Frederico rises to his full height, which is impressive, considering he’s in the back of the booth, while my brain is trying to process what was just said. My wide-eyed gaze locks with his for a moment, and I watch his nostrils flare and his lips curl. The suffocating pressure on my chest grows with every passing second.
A few minutes ago, I heard every single word that came out of my father’s mouth. Now, everything around me sounds muffled. My brain wasn’t willing to handle any more, so it just shut down.
I blink, then I blink again.
Nothing changes.
As if we’re in a movie, I watch Frederico’s face turn red. He says something to my dad, and tight lines form around his eyes. Then he glances at me and shakes his head, as if to say,Don’t worry, I’ll talk him out of it. You won’t have to marry this sleazy, old man who was always a bit too friendly to you when you were a child.
Now that I think about it, wasn’t it actually Frederico who once dragged me away from Emilio as he was trying to make me sit on his lap? Gosh, I haven’t thought about that in so long, since Emilio left for Italy shortly after anyway.
Hands land on my shoulders, but I can’t move. A sudden feeling of coldness expands in my core, the heaviness of it shocking my entire system. My whole body freezes into one solid piece, and I’m unable to do anything about it.
My breaths come out quick and shallow, and two hands push their way under my body—one under my knees, and the other behind my back—and I’m hoisted out of the chair and pressed against a strong chest.
I manage to close my eyes, almost grateful I’m stuck in this bubble and can’t fully make out the chaos that’s happening around me. The faint sound of shouts is merely background noise in my brain, and I’m sure Matteo’s men have stepped in so we can get out of here.
I’m jostled as Matteo tries to get into the car, still holding me. He ends up lifting me into the car first, before getting in himself, and cradling me back on his lap.

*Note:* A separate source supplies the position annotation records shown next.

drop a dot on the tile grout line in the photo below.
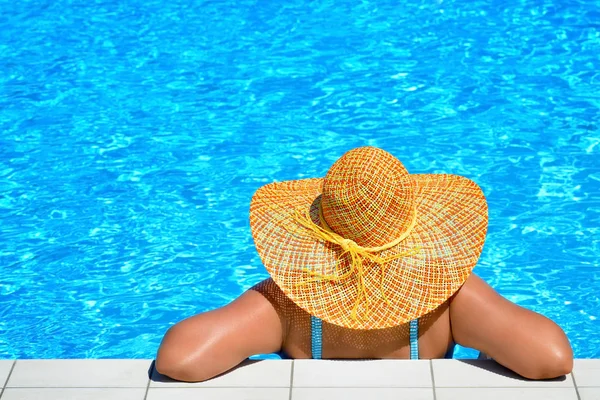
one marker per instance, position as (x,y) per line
(576,387)
(291,380)
(12,367)
(432,379)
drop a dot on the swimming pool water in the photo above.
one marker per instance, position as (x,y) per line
(133,135)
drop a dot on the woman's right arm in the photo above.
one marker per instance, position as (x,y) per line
(208,344)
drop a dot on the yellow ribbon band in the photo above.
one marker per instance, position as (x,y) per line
(357,255)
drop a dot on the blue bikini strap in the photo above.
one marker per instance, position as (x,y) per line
(316,332)
(414,339)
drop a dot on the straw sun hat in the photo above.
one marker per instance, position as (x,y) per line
(369,246)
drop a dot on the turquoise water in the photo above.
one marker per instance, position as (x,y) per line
(133,135)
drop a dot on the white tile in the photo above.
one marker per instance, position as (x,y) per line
(74,394)
(362,393)
(484,373)
(80,373)
(506,393)
(587,393)
(5,366)
(362,373)
(196,393)
(587,373)
(263,373)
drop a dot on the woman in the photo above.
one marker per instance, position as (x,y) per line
(368,262)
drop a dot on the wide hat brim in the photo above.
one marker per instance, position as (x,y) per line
(449,234)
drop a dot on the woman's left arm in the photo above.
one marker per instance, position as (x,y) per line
(526,342)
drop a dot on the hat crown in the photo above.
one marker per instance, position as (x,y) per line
(368,197)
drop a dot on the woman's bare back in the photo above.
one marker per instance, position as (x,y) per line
(263,320)
(435,337)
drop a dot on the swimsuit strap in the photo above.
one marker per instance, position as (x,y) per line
(414,339)
(316,333)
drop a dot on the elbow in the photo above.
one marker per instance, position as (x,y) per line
(174,360)
(177,369)
(558,363)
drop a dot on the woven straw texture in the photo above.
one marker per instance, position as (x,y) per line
(368,197)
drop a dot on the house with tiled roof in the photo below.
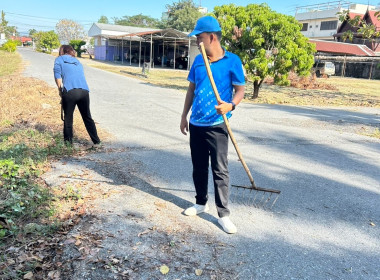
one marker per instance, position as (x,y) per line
(321,21)
(370,18)
(340,48)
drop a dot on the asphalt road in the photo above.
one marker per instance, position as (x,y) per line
(329,175)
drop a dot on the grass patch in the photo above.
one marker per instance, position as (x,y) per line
(334,91)
(10,62)
(31,213)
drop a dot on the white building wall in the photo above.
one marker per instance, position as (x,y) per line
(314,17)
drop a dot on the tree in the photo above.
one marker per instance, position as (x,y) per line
(103,19)
(139,20)
(77,44)
(9,46)
(46,41)
(3,23)
(182,15)
(32,31)
(268,43)
(68,30)
(4,28)
(363,29)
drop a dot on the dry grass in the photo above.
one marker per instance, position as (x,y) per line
(334,91)
(31,102)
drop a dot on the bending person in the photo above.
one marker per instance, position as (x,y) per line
(73,88)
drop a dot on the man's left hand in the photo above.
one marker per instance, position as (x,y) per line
(223,107)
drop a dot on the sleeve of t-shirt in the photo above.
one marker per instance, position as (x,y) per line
(238,78)
(191,76)
(57,69)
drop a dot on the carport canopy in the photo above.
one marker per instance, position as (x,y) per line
(169,35)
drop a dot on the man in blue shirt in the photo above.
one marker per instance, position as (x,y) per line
(208,132)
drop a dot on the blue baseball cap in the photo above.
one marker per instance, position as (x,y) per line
(206,24)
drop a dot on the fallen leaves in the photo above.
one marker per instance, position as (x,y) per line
(164,269)
(198,272)
(28,276)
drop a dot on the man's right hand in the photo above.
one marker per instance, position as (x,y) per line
(184,126)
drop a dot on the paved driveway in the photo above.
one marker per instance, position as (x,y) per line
(329,175)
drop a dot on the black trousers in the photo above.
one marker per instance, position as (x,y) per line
(70,99)
(207,143)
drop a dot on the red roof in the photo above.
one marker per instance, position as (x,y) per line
(342,48)
(374,19)
(22,39)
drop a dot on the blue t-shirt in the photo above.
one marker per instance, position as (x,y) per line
(227,72)
(69,69)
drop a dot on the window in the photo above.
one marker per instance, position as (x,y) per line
(329,25)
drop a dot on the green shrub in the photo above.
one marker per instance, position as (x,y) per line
(77,46)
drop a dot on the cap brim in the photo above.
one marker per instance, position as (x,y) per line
(194,33)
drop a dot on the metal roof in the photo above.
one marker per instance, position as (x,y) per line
(168,33)
(342,48)
(122,28)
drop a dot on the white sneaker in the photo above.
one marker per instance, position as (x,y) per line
(196,209)
(227,225)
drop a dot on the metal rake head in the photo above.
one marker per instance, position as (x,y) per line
(253,196)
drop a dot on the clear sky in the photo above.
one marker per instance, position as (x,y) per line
(43,15)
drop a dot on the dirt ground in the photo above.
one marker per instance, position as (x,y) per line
(112,243)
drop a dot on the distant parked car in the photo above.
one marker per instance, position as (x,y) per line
(325,68)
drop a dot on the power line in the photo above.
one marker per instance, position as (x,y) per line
(38,17)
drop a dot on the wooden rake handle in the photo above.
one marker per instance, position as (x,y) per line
(209,73)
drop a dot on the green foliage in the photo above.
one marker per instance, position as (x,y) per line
(268,43)
(139,20)
(68,30)
(32,31)
(103,19)
(46,41)
(77,44)
(4,28)
(182,15)
(10,46)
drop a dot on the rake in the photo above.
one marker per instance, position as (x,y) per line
(258,197)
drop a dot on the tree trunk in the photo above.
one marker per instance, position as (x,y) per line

The driver speeds away while Matteo brushes over my hair in a soothing motion, constantly muttering things like, “It’s okay, baby, I’ve got you.” “I told you I won’t let anything happen to you.” “I’m right here, and I’m not going anywhere,” and “He’s not taking you anywhere. You’re mine, passerotta.”
“You’re mine, passerotta.”
My broken brain probably misconstrued that last one, but I keep repeating it in my head and focus on Matteo’s heart beating steadily under my ear until my breathing finally evens out.
At least I can hear him, even if it still sounds so far away.
Tucked into my safety bubble that is Matteo’s chest, I slowly drift off to sleep, my mind completely shutting down. At some point, I rouse with a start, but that familiar woodsy scent, with a hint of oranges, allows me to go straight back to sleep.
The next time I wake up, I’m in Matteo’s bed, covered up to my chest with the blanket. I move around in the dark, immediately bothered by the tight confines of my dress. A quick glance at the clock informs me it’s three in the morning.
Yet, the bed beside me is empty.
Even though there’s this vague memory of him putting me down and hugging me to his chest when I drifted back to sleep.
After he took care of me and got me back home like he’d promised.
Home.
His home.
The place that feels more like my home than my father’s house ever has because it comes with the man who’s done so much for me.
Which is the opposite of what can be said about my dad. My father. The man who sells off his daughter—his own flesh and blood—like she’s some goods he needs to make the highest possible profit on. For the second time.
Disgusted doesn’t even begin to describe how I feel about all of this. Moment by moment, my brain and body work more, my pulse speeding up in line with the rise of my anger.
I grind my teeth as I replay what happened today. No matter how often I think about it, it all seems surreal. Maybe I lack the capability to think the way my father does, to care that little about someone’s life—your own daughter’s life—that you’d not only be okay, but delighted, to marry her off for your own personal and professional gains.
Anger swells in my gut, and my chest burns, heat spreading outward into every single one of my cells, until I feel like I’m about to burst into a million drops of scalding lava.
The dress suddenly feels way too tight, and I need to get out of it. I tug on the zipper, and it rips straight off. For fuck’s sake, seriously? I let out a groan of frustration and walk to the door. I yank it open and stalk down the hallway, heading straight for the kitchen island. The room is illuminated by the moonlight shining through the floor-to-ceiling windows, making it easy to navigate my way around. After turning on the dim light above the stove, I go back to the island and pull out the top right drawer. Bingo.
The scissors are heavy in my hand, the plastic handle smooth around my fingers as I hold it upside down in front of me.
“Passerotta.”
I lower the scissors and watch Matteo walk toward me, his movements smooth and assured. The low lighting makes him appear otherworldly, larger than life, like a king, or a Greek god, someone who can’t be rattled by anything.